Danke für dein Lob, liebe AlteLyrikerin.

Grüße von gummibaum

Eleonore

  • Gast
Re: Enteignung
« Antwort #13 am: Juni 09, 2020, 10:57:39 »
*wow* Gummibaum,

das ist Klasse.

Und erklärt soviele Verweigerer, soviele abgebrochene Karrieren usw. usf.

Im Märchen Rumpelstilzchen wird diese Überforderung f.m. Empfinden sehr deutlich.
Stroh zu Gold verspinnen könne sie .... aijaiijaii.

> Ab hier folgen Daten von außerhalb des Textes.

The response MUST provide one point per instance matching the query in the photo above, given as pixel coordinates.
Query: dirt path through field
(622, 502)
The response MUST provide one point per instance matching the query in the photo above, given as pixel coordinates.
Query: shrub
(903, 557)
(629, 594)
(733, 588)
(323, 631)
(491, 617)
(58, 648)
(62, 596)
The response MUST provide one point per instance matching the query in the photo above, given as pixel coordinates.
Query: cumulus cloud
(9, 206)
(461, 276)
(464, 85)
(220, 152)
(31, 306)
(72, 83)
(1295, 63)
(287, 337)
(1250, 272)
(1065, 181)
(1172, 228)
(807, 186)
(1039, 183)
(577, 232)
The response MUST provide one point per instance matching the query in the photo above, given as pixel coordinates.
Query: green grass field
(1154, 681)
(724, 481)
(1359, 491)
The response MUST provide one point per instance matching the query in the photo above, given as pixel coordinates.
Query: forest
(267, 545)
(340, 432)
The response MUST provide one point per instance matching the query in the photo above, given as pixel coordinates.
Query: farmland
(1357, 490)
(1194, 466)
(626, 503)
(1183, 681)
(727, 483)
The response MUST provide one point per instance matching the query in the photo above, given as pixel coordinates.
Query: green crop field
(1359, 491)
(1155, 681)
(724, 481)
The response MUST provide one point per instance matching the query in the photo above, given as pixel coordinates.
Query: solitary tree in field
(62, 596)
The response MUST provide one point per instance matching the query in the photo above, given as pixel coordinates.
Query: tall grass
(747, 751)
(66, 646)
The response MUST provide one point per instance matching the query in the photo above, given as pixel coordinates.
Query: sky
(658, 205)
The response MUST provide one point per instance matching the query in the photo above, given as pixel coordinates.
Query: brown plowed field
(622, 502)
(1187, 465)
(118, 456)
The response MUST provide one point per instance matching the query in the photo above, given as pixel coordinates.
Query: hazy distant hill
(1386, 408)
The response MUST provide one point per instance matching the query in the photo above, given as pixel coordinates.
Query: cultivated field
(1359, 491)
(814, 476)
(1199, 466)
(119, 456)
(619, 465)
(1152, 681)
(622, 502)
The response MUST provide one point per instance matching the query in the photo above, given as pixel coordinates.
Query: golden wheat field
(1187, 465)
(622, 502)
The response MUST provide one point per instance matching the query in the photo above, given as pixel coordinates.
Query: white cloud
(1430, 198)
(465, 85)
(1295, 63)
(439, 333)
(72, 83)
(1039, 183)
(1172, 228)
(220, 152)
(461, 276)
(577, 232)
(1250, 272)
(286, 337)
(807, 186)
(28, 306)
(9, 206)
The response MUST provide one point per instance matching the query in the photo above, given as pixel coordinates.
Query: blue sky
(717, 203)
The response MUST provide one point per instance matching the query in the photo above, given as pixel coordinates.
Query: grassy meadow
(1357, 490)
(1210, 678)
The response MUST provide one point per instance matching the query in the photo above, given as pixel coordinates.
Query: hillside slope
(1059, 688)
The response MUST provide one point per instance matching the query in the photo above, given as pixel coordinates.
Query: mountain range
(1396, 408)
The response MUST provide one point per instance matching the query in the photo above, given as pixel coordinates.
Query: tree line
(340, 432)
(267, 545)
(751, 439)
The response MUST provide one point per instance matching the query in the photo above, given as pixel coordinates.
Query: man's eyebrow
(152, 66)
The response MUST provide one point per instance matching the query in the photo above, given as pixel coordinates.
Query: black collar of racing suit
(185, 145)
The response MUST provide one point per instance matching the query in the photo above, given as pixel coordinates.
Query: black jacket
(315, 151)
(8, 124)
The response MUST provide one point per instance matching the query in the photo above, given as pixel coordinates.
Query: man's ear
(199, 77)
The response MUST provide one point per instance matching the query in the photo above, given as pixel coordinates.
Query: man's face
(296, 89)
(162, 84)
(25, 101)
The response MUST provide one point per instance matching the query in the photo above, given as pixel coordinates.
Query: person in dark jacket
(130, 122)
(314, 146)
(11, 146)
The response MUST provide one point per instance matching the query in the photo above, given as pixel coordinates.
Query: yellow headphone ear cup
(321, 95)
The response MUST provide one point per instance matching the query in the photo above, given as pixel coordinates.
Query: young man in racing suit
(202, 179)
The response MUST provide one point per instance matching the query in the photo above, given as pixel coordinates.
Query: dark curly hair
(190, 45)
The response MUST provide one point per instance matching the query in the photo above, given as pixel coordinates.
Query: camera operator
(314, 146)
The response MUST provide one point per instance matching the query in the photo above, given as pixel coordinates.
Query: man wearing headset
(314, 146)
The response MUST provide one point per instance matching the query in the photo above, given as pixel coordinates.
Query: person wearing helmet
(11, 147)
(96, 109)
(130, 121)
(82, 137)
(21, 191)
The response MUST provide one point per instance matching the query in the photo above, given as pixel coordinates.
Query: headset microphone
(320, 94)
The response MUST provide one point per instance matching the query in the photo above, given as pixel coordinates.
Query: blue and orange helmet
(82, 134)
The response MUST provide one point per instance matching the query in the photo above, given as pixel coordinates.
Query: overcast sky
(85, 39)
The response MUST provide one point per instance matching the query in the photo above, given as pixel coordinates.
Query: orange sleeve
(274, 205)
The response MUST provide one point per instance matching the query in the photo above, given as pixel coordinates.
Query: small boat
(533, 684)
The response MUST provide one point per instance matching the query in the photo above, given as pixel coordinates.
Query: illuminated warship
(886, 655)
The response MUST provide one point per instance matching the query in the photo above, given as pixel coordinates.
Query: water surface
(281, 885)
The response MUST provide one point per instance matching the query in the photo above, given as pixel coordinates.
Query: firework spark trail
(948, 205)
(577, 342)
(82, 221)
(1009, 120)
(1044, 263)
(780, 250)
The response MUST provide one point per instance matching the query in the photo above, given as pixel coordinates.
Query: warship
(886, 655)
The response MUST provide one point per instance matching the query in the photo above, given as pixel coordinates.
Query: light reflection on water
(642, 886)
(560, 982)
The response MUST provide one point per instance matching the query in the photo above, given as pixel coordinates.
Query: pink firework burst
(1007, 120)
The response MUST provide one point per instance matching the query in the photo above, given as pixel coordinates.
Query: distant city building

Schlimm ist, wenn der Überfordernde irgendwann Einzug in das eigene innere Mietshaus gefunden hat.
Das ist bei mir der Fall und ich habe lange Jahre gebraucht, um herauszufinden,
dass meine vermeintliche Lässigkeit ein gute getarnter Perfektionismus ist.

Schöne Grüße

Eleonore

Erich Kykal

Re: Enteignung
« Antwort #14 am: Dezember 30, 2020, 13:09:16 »
:) Man fühlt sich so einander näher.


LG, eKy

Ja, alle verkorkst!  ;D ;D

Sind wir doch alle - es gibt keine "unverkorksten" Menschen, nur solche, die es mehr oder weniger gut verbergen oder kompensieren können!  ;) >:D
Ironie: Ich halte euch einen Spiegel vor, damit wir herzlich lachen können.
Sarkasmus: Ich halte euch einen Spiegel vor, weil ich von euch enttäuscht bin.
Zynismus: Ich halte euch einen Spiegel vor, aber ich glaube nicht mehr an euch.